The mask obscures one identity and manifests another. Wearing the mask of your enemy or oppressor gives you symbolic power: you can mock and humiliate those who oppress you. This is a photographic study of a collection of traditional Mexican masks from the 1950s and 60s. These 'portraits' of the masks reveal their uncanny power.

Through the long passages of time, the Self becomes the Other. This series of pictures examines the relationship between the younger self and the older self. In some ways, you are the same person that you always were: but in many ways you have changed so radically, it is as if you are another person. The hypothetical meeting point of the two selves is visualised here, as if seen through a mirror.

This picture is an adjunct to the series Mirror of Identity. A man stands where many had languished in despair, in a centuries-old dungeon, contemplating the view into the faraway sky. When family, society, culture, hope are all stripped away, what are we?

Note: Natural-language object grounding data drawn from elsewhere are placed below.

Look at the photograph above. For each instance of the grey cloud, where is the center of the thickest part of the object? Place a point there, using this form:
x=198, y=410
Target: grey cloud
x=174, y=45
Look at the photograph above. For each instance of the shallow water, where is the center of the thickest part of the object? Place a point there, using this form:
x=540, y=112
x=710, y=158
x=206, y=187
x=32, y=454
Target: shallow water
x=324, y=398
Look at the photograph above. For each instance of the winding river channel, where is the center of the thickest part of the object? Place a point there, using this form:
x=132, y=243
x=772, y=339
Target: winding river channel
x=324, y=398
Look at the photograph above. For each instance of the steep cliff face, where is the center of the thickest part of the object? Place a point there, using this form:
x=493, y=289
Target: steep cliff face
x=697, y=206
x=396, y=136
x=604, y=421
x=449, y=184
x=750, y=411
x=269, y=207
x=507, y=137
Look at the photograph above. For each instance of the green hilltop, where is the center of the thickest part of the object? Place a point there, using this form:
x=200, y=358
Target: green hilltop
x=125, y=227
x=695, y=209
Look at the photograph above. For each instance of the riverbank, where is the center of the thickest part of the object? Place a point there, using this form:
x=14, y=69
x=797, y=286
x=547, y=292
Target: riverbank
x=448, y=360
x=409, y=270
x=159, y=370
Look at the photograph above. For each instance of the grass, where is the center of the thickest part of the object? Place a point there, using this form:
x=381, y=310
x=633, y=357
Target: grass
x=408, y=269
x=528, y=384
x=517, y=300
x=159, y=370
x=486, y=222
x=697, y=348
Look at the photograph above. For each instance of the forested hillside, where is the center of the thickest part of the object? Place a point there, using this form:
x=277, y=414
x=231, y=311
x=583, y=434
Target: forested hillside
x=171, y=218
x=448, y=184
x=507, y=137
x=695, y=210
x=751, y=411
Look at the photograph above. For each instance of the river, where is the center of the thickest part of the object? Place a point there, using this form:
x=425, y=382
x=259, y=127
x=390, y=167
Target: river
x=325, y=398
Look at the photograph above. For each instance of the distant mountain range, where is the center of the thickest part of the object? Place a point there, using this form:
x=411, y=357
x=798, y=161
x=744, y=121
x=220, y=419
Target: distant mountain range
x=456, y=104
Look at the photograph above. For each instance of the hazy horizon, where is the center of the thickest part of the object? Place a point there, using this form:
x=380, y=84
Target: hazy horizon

Existential vertigo, as Sartre formulated it, is the dizzying awareness of our inescapable freedom. In this pair of photographs, the abstract notion of vertigo is examined by extrapolating the normal sense of vertigo. Cut loose from gravity, the visual representation of the vertiginous space can take us in any direction. The tunnel pulls us in, as if unto the depths of the earth. It is complemented by the terror of falling off the Earth, down through uncountable fathoms of space, to the moon. What if we could escape gravity's hold and catapult ourselves into the unimaginable vastness of space? This is a visual metaphor for the Sartrean concern that, released from the constraints of our social, religious, and political conditioning, we are cast into a terrifying freedom.